Here is where the letter gets interesting. “At the Wedding,” Abigail continued, “amongst other Guests were six couple who had lived with me during her residence with me all of whom had been married from me in that period & all but one married in my family. this I believe is rather a singular instance.”
Besides the bride and groom, the five other couples were Esther Field and John Briesler Sr. (m. 1788), Polly Doble Howard and Jonathan Baxter Jr. (m. 1797), Abigail Hunt and Ebenezer Harmon (m. 1798), Betsy Howard and William Shipley (m. 1801), and Elizabeth Epps and Tilly Whitcomb (m. 1802).
As if this occurrence didn’t have enough Upstairs, Downstairs flavor, Abigail’s letters prove that drama sometimes preceded the marital bliss.
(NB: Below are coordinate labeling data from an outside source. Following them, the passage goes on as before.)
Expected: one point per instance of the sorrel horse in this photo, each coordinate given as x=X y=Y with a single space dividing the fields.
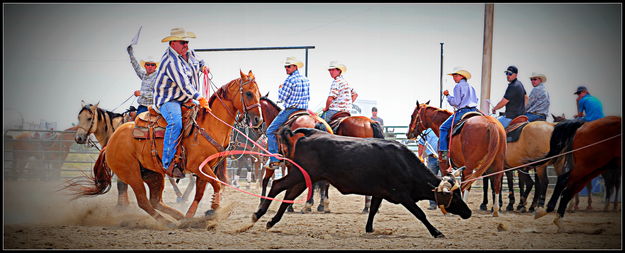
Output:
x=595 y=147
x=479 y=147
x=132 y=161
x=102 y=123
x=354 y=126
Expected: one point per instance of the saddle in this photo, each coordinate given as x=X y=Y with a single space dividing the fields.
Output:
x=513 y=131
x=336 y=120
x=458 y=126
x=151 y=125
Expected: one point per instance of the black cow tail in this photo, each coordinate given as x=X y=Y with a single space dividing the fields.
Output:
x=378 y=132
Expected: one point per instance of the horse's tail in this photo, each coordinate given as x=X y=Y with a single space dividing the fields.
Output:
x=221 y=171
x=494 y=139
x=377 y=130
x=98 y=184
x=562 y=138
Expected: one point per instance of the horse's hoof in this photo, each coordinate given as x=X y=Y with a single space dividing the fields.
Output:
x=209 y=213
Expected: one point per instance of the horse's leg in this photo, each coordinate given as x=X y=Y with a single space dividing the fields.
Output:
x=510 y=177
x=375 y=205
x=290 y=194
x=417 y=212
x=190 y=187
x=200 y=187
x=485 y=198
x=156 y=183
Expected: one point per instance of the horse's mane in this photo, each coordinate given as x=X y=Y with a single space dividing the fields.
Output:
x=271 y=102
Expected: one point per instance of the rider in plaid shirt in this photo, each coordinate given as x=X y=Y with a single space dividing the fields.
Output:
x=295 y=93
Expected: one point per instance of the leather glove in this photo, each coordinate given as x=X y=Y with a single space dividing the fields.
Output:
x=203 y=102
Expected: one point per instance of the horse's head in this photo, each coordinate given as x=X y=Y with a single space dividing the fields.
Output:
x=87 y=121
x=244 y=95
x=448 y=198
x=417 y=121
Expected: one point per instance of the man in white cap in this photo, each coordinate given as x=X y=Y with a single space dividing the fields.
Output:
x=464 y=100
x=295 y=94
x=147 y=76
x=341 y=94
x=537 y=106
x=177 y=82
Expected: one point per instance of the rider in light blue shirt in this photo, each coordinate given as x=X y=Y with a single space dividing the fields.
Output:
x=588 y=104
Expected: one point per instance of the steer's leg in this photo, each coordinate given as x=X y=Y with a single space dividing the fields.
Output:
x=375 y=204
x=417 y=212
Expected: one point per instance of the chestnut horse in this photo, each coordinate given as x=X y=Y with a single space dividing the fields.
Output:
x=102 y=123
x=479 y=147
x=354 y=126
x=596 y=148
x=131 y=159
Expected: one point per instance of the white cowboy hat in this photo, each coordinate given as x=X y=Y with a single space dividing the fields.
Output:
x=541 y=76
x=337 y=65
x=178 y=34
x=149 y=59
x=461 y=71
x=293 y=61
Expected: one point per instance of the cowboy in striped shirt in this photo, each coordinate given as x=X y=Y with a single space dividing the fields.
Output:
x=176 y=82
x=295 y=94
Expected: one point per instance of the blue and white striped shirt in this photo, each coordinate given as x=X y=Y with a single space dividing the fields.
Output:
x=177 y=79
x=295 y=92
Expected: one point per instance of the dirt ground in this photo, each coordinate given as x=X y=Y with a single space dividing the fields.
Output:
x=36 y=216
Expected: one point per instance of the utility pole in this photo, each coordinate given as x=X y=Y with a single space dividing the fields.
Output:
x=487 y=57
x=440 y=90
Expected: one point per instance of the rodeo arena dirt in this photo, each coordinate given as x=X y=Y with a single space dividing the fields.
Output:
x=39 y=214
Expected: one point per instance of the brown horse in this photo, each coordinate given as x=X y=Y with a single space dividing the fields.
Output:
x=595 y=147
x=479 y=147
x=102 y=123
x=131 y=159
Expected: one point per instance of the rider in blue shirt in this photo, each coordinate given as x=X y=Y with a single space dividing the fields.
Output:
x=588 y=104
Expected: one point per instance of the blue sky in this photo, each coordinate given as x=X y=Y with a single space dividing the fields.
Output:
x=56 y=55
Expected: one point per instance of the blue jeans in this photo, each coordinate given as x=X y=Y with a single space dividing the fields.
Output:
x=504 y=121
x=534 y=117
x=142 y=108
x=172 y=113
x=432 y=164
x=272 y=142
x=443 y=140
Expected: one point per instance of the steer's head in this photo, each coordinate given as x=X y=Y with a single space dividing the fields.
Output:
x=448 y=198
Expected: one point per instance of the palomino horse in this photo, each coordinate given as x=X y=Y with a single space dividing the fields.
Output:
x=132 y=161
x=479 y=147
x=354 y=126
x=102 y=123
x=595 y=147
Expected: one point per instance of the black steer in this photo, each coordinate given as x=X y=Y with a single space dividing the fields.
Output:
x=383 y=169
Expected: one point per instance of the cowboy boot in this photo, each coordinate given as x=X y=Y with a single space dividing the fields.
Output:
x=443 y=162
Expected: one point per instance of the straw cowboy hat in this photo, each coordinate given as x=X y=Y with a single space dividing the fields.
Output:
x=337 y=65
x=541 y=76
x=293 y=61
x=461 y=71
x=178 y=34
x=149 y=59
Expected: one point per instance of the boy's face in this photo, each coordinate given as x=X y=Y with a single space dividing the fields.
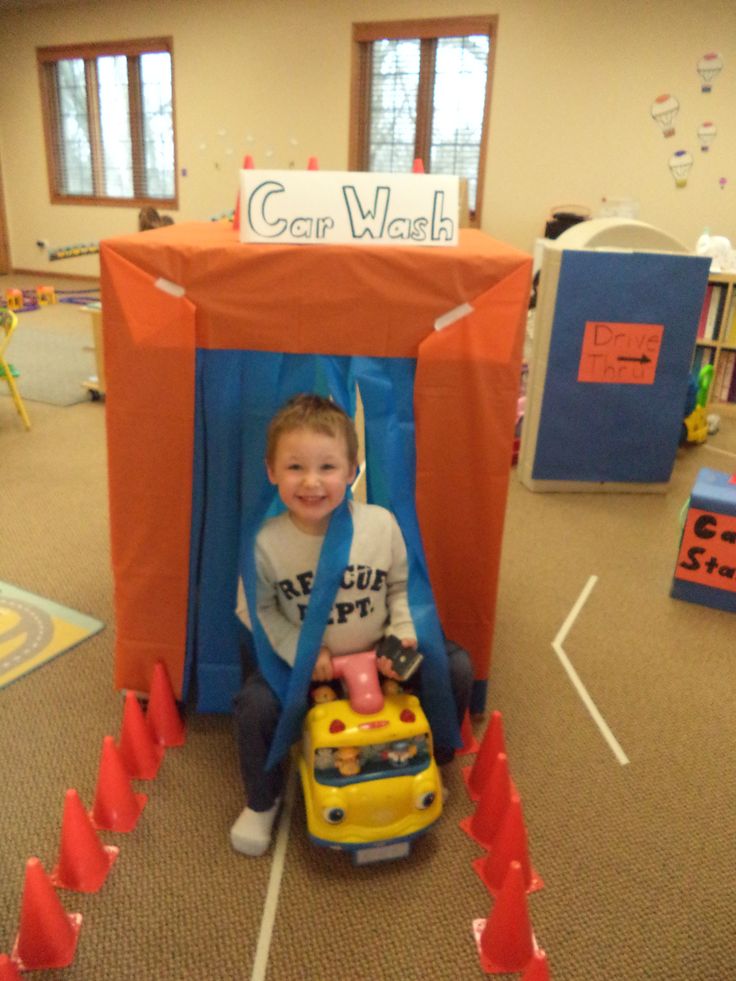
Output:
x=312 y=472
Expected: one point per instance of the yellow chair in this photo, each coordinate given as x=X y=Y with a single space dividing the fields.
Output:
x=8 y=323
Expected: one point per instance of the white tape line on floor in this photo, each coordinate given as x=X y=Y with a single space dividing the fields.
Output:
x=575 y=679
x=260 y=962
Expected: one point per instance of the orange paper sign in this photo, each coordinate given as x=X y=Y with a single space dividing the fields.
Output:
x=622 y=354
x=708 y=550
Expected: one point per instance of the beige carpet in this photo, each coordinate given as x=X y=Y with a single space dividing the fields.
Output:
x=636 y=859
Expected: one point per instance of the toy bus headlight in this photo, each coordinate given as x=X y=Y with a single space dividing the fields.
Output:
x=425 y=800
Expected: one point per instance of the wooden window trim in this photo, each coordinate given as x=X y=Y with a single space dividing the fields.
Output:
x=427 y=30
x=46 y=60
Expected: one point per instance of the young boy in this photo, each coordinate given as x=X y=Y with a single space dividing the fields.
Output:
x=312 y=458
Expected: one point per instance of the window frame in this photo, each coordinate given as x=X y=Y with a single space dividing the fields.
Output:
x=426 y=30
x=46 y=59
The first couple produced by the Adams household—Esther Field and John Briesler Sr.—probably caused Abigail the most grief. Field and Briesler had accompanied John and Abigail Adams to London during John’s time at the Court of St. James. They were married on 15 February 1788 at St. Marylebone church in London. Their daughter was born in May.
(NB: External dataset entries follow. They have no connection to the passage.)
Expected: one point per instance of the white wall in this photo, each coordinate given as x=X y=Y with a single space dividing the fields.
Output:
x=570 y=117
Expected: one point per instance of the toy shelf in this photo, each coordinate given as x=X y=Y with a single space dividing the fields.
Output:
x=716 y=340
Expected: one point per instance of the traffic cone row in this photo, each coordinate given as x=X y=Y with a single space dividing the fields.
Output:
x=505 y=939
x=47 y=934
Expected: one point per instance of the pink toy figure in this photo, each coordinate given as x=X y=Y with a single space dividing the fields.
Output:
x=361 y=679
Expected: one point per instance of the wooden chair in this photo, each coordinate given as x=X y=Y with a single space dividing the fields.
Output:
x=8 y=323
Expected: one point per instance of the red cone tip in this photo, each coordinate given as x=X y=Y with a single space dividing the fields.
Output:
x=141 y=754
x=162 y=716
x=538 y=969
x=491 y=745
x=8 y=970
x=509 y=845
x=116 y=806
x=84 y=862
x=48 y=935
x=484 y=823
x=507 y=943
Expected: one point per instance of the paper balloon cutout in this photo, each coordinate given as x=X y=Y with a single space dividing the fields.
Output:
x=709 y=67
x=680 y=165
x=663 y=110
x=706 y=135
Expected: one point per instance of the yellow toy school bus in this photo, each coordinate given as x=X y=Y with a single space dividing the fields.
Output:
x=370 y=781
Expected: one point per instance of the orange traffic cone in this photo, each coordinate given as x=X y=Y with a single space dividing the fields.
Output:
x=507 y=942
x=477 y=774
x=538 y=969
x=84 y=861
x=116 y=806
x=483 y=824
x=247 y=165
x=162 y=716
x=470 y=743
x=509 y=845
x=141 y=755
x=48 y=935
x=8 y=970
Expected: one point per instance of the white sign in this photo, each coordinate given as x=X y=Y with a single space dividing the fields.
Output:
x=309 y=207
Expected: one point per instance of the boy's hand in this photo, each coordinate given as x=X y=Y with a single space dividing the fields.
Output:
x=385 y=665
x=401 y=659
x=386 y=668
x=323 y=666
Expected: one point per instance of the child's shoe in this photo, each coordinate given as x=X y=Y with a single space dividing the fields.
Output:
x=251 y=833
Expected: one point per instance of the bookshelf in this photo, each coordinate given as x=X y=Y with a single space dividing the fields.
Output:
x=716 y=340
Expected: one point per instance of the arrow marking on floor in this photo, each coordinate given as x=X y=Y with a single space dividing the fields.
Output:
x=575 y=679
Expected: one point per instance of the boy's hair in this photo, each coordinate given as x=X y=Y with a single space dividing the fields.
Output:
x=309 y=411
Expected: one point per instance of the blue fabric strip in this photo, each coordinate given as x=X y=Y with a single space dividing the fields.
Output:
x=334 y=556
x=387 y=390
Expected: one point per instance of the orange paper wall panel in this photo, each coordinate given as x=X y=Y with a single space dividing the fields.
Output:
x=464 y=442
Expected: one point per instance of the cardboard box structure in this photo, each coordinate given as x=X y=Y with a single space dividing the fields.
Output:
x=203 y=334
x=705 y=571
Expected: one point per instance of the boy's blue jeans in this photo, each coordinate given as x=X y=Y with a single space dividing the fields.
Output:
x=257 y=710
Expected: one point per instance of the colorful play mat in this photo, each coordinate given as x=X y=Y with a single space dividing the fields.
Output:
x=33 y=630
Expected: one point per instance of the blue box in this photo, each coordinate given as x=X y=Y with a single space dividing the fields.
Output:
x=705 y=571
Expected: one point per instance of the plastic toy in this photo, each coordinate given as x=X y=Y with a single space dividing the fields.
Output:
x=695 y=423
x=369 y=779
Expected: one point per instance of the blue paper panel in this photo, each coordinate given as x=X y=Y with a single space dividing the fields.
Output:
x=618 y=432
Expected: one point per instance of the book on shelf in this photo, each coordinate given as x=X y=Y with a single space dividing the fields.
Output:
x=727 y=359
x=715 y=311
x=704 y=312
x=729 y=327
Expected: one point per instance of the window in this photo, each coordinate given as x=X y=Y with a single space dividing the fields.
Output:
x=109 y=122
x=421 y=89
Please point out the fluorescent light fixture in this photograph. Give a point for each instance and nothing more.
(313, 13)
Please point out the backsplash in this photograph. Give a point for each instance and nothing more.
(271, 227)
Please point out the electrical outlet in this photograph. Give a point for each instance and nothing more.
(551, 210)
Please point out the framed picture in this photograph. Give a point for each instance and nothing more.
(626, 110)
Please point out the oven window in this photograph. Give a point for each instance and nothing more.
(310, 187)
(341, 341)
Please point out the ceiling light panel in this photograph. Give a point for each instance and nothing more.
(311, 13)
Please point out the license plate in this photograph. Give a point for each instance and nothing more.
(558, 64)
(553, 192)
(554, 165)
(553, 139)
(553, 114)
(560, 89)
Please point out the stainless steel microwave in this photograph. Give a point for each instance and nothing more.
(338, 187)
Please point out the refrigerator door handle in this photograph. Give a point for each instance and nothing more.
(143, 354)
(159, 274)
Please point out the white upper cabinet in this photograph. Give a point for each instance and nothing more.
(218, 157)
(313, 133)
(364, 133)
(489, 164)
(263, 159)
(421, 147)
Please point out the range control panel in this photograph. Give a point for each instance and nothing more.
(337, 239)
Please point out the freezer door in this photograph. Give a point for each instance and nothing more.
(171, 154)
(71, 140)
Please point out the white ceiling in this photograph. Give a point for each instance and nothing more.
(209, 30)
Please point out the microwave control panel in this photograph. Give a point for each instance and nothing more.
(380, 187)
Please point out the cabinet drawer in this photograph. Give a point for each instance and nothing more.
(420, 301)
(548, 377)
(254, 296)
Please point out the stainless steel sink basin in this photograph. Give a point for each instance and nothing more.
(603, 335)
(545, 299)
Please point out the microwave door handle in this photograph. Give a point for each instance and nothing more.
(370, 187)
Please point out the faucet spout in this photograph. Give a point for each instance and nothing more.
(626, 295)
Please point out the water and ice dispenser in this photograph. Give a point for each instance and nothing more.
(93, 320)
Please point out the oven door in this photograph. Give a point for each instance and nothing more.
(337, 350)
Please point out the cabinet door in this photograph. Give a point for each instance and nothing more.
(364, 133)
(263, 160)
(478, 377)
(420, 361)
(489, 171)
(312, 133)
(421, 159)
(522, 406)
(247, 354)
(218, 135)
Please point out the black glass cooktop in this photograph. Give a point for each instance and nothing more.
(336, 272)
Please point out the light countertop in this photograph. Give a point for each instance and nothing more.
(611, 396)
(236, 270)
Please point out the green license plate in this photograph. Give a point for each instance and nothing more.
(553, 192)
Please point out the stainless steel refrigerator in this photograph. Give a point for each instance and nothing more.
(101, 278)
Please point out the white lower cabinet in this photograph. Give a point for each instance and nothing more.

A frazzled Abigail confided to her sister, “I have the greatest anxiety upon Esthers account, if I bring her Home alive I bring her Home a marri’d woman.” Abigail stressed that no one outside of the family knew Esther’s situation. “I have related this to you in confidence that you may send for her Mother & let her know her situation. . . . in addition to every thing else, I have to prepare for her what is necessary for her situation.” Abigail wrote that Esther “came in the utmost distress to beg me to forgive her” and added that John Briesler, “as good a servant as ever Bore the Name,” was “so humble and is so attentive, so faithfull & so trust worthy, that I am willing to do all I can for them.”
Doing all they could included going along with a vanished marriage certificate and a revised wedding date of September 1787, according to John Quincy’s 14 Aug. 1838 diary entry.
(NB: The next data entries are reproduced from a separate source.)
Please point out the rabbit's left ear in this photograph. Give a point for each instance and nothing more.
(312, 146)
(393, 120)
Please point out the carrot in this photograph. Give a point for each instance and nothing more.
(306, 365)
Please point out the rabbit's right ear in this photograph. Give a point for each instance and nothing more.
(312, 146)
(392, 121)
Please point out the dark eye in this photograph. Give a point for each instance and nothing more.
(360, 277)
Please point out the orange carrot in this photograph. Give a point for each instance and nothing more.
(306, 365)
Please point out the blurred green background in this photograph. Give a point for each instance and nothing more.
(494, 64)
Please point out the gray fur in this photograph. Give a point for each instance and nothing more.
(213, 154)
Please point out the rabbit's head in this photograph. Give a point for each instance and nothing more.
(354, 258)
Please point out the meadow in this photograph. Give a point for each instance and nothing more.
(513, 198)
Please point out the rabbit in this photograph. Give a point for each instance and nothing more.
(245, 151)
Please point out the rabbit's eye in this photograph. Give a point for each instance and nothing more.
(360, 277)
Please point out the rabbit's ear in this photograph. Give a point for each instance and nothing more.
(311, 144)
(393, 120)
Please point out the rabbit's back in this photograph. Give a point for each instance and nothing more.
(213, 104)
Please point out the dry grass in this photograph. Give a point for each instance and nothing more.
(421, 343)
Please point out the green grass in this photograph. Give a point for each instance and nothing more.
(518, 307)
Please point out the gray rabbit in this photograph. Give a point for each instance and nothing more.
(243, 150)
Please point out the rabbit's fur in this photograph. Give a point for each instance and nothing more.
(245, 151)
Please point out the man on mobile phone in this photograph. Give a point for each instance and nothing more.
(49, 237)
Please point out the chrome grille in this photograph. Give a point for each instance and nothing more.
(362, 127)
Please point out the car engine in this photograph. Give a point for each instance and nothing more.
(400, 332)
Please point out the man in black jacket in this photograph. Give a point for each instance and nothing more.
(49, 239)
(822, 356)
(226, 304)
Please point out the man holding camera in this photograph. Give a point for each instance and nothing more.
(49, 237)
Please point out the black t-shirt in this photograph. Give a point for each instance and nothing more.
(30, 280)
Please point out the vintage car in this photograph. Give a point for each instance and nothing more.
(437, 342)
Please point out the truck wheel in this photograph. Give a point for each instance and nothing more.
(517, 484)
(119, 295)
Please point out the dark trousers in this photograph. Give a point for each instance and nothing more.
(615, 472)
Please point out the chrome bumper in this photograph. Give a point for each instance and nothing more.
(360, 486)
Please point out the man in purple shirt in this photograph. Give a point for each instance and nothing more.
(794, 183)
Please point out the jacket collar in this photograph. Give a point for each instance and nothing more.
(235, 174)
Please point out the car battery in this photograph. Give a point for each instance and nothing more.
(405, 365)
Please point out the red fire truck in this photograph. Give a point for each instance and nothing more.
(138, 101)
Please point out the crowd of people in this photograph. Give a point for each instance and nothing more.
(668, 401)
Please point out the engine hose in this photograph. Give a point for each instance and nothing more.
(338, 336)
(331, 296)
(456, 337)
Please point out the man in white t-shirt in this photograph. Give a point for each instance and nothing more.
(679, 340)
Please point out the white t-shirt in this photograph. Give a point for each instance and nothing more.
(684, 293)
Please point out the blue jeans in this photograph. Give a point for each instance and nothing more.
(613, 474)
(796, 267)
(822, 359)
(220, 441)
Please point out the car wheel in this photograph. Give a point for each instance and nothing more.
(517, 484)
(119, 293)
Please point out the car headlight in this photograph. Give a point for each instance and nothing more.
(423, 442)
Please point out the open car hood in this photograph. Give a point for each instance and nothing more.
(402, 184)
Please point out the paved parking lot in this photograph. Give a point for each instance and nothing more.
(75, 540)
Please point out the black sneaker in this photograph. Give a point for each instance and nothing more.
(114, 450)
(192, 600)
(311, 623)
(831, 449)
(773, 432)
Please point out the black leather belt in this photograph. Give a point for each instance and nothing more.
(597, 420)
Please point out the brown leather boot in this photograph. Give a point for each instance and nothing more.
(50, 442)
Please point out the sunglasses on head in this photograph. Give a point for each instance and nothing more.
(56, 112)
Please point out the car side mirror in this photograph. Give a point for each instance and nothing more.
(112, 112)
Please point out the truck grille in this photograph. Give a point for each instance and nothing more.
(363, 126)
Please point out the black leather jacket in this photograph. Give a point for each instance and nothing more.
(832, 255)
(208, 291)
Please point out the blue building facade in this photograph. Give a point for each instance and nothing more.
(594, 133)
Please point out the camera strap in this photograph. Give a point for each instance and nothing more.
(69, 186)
Abigail was willing to get involved even when propriety was not on the line. Her servant Polly Doble Howard was engaged to her sons’ servant, Tilly Whitcomb. When Whitcomb accompanied John Quincy and Thomas Boylston to Europe, Abigail passed along messages for the lovebirds. “Polly requests me to give information for her that Ten long weeks she has been constant.” (No error here. Howard was indeed engaged to Whitcomb before they broke off the engagement and she married Jonathan Baxter Jr. in June 1797. Whitcomb would marry Adams servant Elizabeth Epps five years later.)
Even in the midst of her time as First Lady, Abigail hosted weddings for her servants. To her nephew William Smith Shaw, she wrote a familiar phrase: “I am a great friend to Matrimony, and always like to promote it, where there is a prospect of happiness & comfort.” After Ebenezer Harmon and Abigail Hunt were pronounced man and wife, Abigail “regaled them with a Glass of wine, & some cake and Cheese.” Abigail went to bed while the guests were still dancing “with the pleasurable reflection of having made Several honest families happy & pleasd.”
Perhaps it was the daily example of America’s first power couple that made the idea of marriage attractive to so many of the Adamses’ servants. Whatever the cause, Abigail reflected, “My Muster role would have been double if I had taken in all those Who had married with & from me Since I became a housekeeper.”